What Became Of Us – Saturday 15th October 2016
With a glut of both local and international bands accounted for over the two days, What Became Of Us signed off with a diverse but ultimately impressive line up, and with the announcement of Yuck and Toy to be taking Saturday’s headline slots, there was a great buzz of expectation which refused to dissipate throughout the days entertainment.
The day started with Haze, and although they had a less than desirable set time, their earnest and authentic garage rock was rather delightful, the young lads excelling with a unique brand of atonal indie rock. Palm Honey followed with a vague attempt at something resembling a string of Sonic Youth B sides and Orange Vision filled the room with so much wah wah that the afternoon felt like it was slipping into some sort of existential dream sequence.
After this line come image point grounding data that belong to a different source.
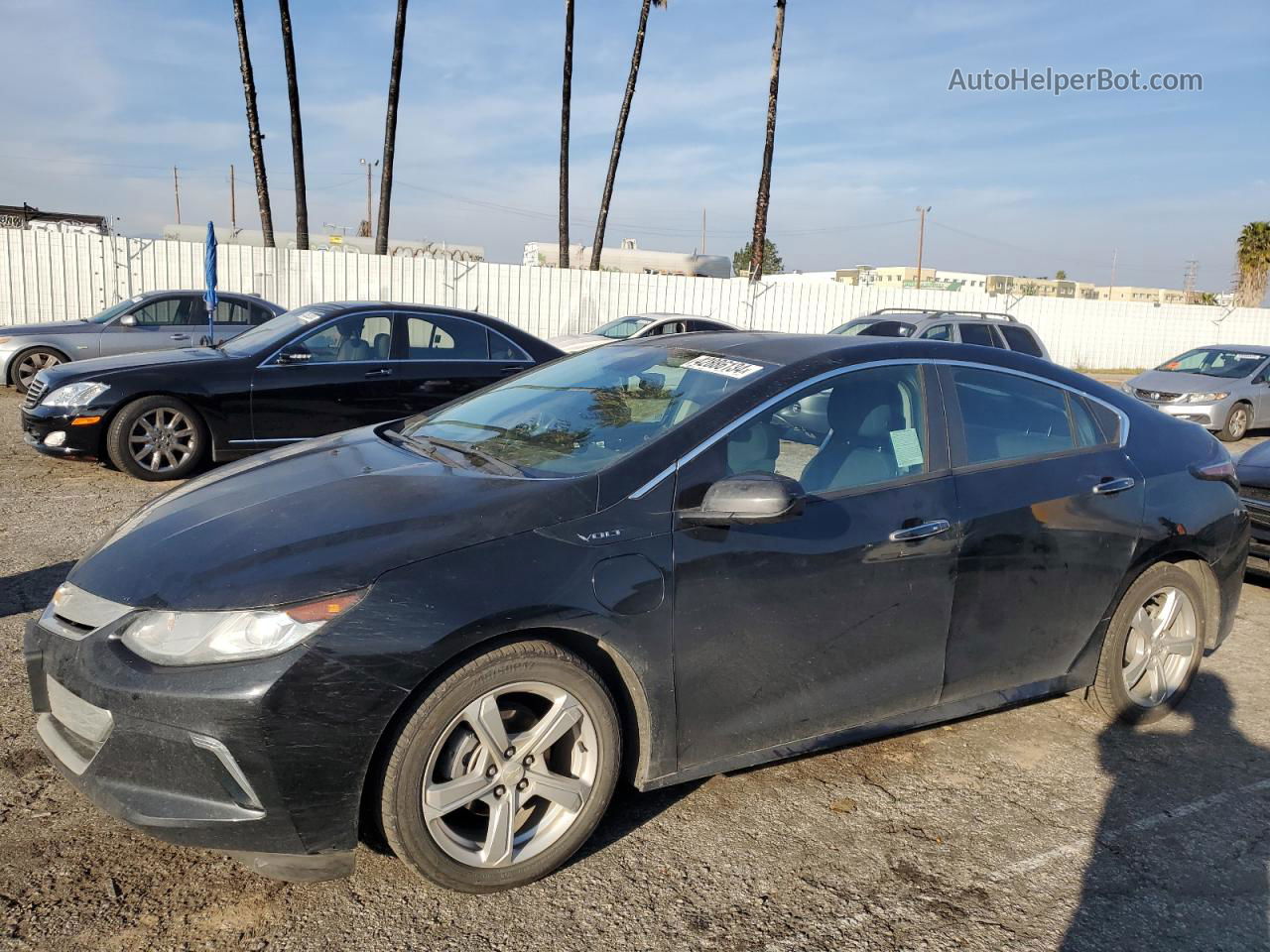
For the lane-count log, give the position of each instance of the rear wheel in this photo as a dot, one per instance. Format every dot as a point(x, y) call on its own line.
point(1152, 649)
point(503, 771)
point(1236, 424)
point(28, 363)
point(157, 438)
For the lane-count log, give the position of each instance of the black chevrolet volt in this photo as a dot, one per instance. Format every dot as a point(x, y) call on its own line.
point(309, 372)
point(456, 633)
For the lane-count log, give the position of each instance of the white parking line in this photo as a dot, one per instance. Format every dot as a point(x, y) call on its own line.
point(1075, 847)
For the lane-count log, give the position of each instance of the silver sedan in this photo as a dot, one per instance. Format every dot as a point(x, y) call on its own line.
point(160, 320)
point(1224, 389)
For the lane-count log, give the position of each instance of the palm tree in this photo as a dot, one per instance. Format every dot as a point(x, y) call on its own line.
point(381, 236)
point(253, 126)
point(298, 141)
point(566, 94)
point(1254, 264)
point(598, 245)
point(765, 177)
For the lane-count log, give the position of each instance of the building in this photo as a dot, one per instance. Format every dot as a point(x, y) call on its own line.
point(629, 259)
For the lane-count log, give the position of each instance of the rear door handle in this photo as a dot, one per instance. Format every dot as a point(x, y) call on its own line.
point(1111, 486)
point(925, 531)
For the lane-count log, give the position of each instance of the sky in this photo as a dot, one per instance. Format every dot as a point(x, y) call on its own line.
point(1017, 181)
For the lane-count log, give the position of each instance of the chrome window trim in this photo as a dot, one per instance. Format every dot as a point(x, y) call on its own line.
point(842, 371)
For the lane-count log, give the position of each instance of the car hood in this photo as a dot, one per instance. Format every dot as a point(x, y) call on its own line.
point(1178, 382)
point(21, 330)
point(312, 520)
point(102, 367)
point(572, 343)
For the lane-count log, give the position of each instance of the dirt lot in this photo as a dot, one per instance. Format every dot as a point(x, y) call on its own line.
point(1028, 829)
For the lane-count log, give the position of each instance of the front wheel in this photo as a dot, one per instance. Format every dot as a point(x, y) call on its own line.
point(1236, 424)
point(502, 771)
point(1152, 648)
point(157, 438)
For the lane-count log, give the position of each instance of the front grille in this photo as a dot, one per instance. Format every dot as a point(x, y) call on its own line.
point(33, 393)
point(1156, 397)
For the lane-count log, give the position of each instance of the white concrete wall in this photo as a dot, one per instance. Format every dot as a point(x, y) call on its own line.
point(49, 276)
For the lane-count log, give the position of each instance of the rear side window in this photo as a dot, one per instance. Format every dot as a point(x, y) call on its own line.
point(1020, 339)
point(978, 334)
point(1005, 416)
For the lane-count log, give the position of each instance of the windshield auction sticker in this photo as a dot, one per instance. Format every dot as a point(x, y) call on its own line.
point(737, 370)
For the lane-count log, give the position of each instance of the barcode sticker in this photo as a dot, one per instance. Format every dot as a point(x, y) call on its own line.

However Van Zeller restored order and momentum with a simple yet vigorous brand of thrashy punk numbers that breathed life back into the afternoons entertainment. Next on were Cabbage, a Manchester five piece who stole the show with baying vocals and an anarchistic mentality, their destitute originality and old fashioned rock and roll ethos made for a truly exceptional live performance as did their obscure, sexualised subject matter. Willie J Healey then put in a noteworthy set of rhythm and blues inflected numbers and with an ever increasingly polished live sound he very much kept the Oxford flag flying, reminding us once again what an incredible talent we have on our doorstep.
Then it was the turn of Toy, the Brighton five piece truly giving a masterclass in how to create avant-garde, psychedelia in a most compelling and cleverly orchestrated manner. Their music, the pulsing drums, discordant guitar work and general richness of sound has almost hypnotic capabilities and their ability to effortlessly flitter in and out of multiple genres within the space of one song is something to be marvelled at. Their music lends itself so perfectly to a live sound as the compositions are given a chance to breathe outside of the shackles of the studio and their refusal to create anything which has too much commercial relevance makes them a unique and intoxicating beast.
And so to Yuck, the reason many stumped up the ticket price alone. While they gave a delightful and genial performance it did somewhat highlight a band which have stopped moving forward. The abundance of songs played from their first record, although pleasing the audience, was stark evidence that even the band have come to accept it as their only work of any real significance. Although it did feel more like a nostalgic walk down memory lane than a band still making headway in the industry, the performance was faultless and it does an incredible amount of justice to the first record that five years and three records on, they can still fill a room with anticipated fervour.
Ultimately it was a frenetic and joyous day of live music and a wonderful way to shake of the post summer, pre christmas blues for all involved.